Hükümet Avrupa seçimlerinden çıkacak sonucu bekliyor
Öte yandan hükümetin gelecekle ilgili planlarını hazirandaki Avrupa Parlamentosu seçimlerinden sonrasına sakladığı görülüyor. Geçen yıl Avrupa’nın Türkiye karnesi açıklandığında da Dışişleri Bakanlığı’ndan bu yılki seçimlere vurgu yapılmıştı. Şimdi Fidan bir kez daha Avrupa Parlamentosu seçimlerinin bu yaz yapılacağına işaret ederek “Bizim inancımız parlamento seçimlerinin sonuçlarından bağımsız Avrupa Birliği kurumlarıyla Türkiye arasındaki ilişkilerin pozitif gündemle daha ileriye taşınması” dedi.
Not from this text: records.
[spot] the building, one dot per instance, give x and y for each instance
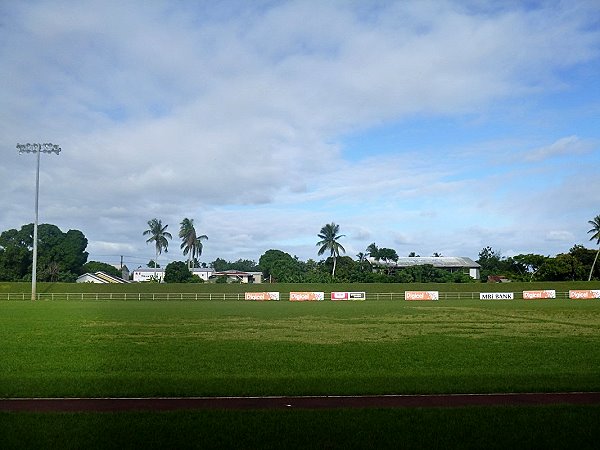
(233, 276)
(449, 263)
(148, 274)
(238, 276)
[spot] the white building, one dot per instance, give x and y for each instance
(148, 274)
(233, 276)
(99, 278)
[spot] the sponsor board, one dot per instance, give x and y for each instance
(421, 295)
(496, 296)
(348, 296)
(306, 296)
(584, 294)
(261, 296)
(532, 295)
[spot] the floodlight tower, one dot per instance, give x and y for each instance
(39, 149)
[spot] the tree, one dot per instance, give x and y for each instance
(373, 251)
(96, 266)
(595, 223)
(191, 243)
(159, 235)
(490, 262)
(562, 268)
(60, 255)
(280, 267)
(329, 241)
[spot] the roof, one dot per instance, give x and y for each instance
(100, 277)
(442, 262)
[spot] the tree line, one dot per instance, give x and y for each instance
(62, 257)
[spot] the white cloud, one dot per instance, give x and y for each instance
(174, 110)
(567, 146)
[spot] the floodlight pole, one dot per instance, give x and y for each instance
(39, 149)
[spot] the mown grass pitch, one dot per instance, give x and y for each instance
(116, 348)
(132, 349)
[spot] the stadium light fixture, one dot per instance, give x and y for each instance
(39, 149)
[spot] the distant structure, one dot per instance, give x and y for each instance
(233, 276)
(450, 263)
(100, 278)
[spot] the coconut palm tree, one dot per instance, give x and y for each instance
(159, 235)
(595, 223)
(329, 241)
(191, 243)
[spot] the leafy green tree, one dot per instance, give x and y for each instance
(595, 223)
(527, 266)
(562, 268)
(159, 235)
(15, 256)
(490, 262)
(278, 266)
(329, 242)
(191, 243)
(61, 256)
(97, 266)
(178, 272)
(373, 251)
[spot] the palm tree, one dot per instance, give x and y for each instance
(191, 243)
(595, 223)
(159, 235)
(329, 241)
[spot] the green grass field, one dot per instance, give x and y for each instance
(187, 348)
(56, 349)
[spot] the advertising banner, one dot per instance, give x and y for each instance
(421, 295)
(584, 294)
(348, 296)
(496, 296)
(306, 296)
(532, 295)
(261, 296)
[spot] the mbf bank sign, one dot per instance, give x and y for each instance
(496, 296)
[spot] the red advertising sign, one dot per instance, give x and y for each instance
(584, 294)
(261, 296)
(348, 296)
(532, 295)
(306, 296)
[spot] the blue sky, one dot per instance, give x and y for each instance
(425, 126)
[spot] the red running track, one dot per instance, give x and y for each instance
(308, 402)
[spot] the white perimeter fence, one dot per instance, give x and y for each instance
(224, 296)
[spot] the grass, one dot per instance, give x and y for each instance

Avrupa Parlamentosu seçimlerinde Avrupa Komisyonu Başkanı Charles Michel de yer alacaktı. Bu da seçilirse görevini bırakmak zorunda kalacağı anlamına geliyordu. Bunun bir önemi yılın ikinci yarısında AB dönem başkanlığını üstlenecek olan Macaristan Başbakanı Viktor Orban’ın AB Konseyi başkanı olarak AB liderlerinin toplantılarını yönetme ihtimaliydi. Böyle bir senaryo Macaristan ile ilişkileri iyi ilerleyen Türkiye için de iyi olurdu ancak Michel tepkilerin ardından kararını geri çekmek zorunda kaldı.
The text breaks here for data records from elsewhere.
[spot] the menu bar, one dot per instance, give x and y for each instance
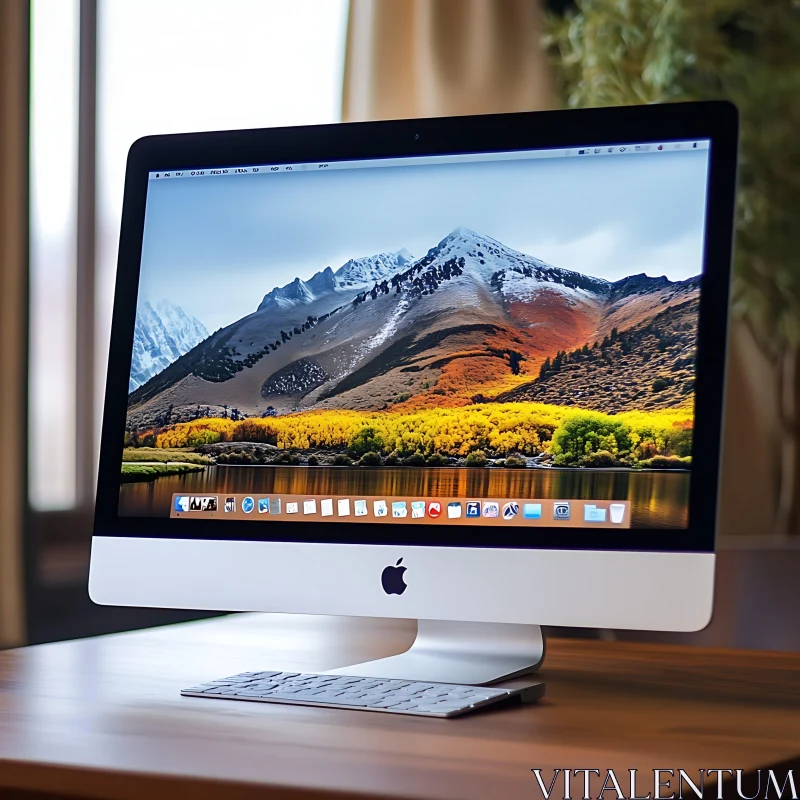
(404, 510)
(586, 151)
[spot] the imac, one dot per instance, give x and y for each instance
(468, 371)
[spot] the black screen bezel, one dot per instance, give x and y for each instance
(715, 121)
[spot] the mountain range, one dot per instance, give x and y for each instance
(162, 334)
(470, 321)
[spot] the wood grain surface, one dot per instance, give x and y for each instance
(103, 718)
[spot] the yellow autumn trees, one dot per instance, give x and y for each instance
(501, 428)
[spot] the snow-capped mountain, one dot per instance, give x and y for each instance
(495, 260)
(162, 334)
(470, 316)
(357, 273)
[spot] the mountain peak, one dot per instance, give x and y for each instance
(162, 334)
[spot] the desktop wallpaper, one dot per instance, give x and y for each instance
(518, 328)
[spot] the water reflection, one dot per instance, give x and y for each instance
(658, 499)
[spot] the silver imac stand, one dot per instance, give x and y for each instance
(471, 653)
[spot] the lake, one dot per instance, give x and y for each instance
(658, 499)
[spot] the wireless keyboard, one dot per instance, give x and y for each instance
(365, 694)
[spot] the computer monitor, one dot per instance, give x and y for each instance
(463, 370)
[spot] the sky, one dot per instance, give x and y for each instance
(215, 246)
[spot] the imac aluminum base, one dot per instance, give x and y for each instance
(471, 653)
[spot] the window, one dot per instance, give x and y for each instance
(161, 66)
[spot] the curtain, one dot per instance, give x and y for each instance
(14, 25)
(420, 58)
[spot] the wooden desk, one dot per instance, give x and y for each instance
(103, 718)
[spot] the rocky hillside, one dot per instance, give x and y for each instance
(648, 366)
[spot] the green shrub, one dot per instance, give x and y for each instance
(477, 458)
(667, 462)
(163, 454)
(680, 443)
(131, 473)
(601, 458)
(584, 434)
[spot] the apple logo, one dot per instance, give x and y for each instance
(392, 579)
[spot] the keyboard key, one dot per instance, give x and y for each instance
(349, 691)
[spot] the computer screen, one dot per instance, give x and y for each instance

Parlamento seçimlerinin Türkiye için bir diğer önemi ise Almanya’da kurulan yenice bir parti: DAVA. 16 Ocak’ta “mevcut partiler tarafından temsil edilmeyen pek çok vatandaş için yeni bir siyasi merkez” olduğunu açıklayan DAVA’nın esas hedefi ise Avrupa Parlamentosu’na milletvekili seçme yarışına girmek. Partiyi ilgi çekici kılan ise içindeki isimlerin AK Parti’ye yakınlığıyla bilinmesi.
Biraz da özel ilişkiler
Biraz da Türkiye-İspanya ilişkilerine giren Fidan, İspanya’nın 2015’ten bu yana Adana’da Patriot bataryası konuşlandırdığını, bunun da NATO bünyesindeki güçlü işbirliğinin göstergesi olduğunu belirtti. İspanya’nın AB içerisinde en büyük ticaret ortaklarının başında geldiğini, İspanya ile ticaret hacminde hedefin 20 milyar dolar olduğunu aktaran Fidan “Geçen yıl itibarıyla bu hedefe ulaşmayı başardık gibi, 19 milyar doları aşan bir ticaret hacmimiz var şu anda” bilgisini verdi.
Bu arada İspanya, Gazze’deki savaşta Türkiye’yle paralel tavır sergileyen az sayıdaki Avrupa ülkesinden biriydi. Şimdilerde birçok Avrupa ülkesi tepkisini gösterse de savaşın başından bu yana Filistin’de yaşananlara tepki gösteren sınırlı sayıdaki Avrupa ülkelerinin başında İrlanda’nın dışında İspanya da geliyordu. Dolayısıyla iki bakanın ortak basın toplantısında Gazze’deki savaştan da bahsedildi, Fidan önceki açıklamalarında da dile getirdiği gibi “Sorumlular er geç hesap verecektir” mesajı verdi.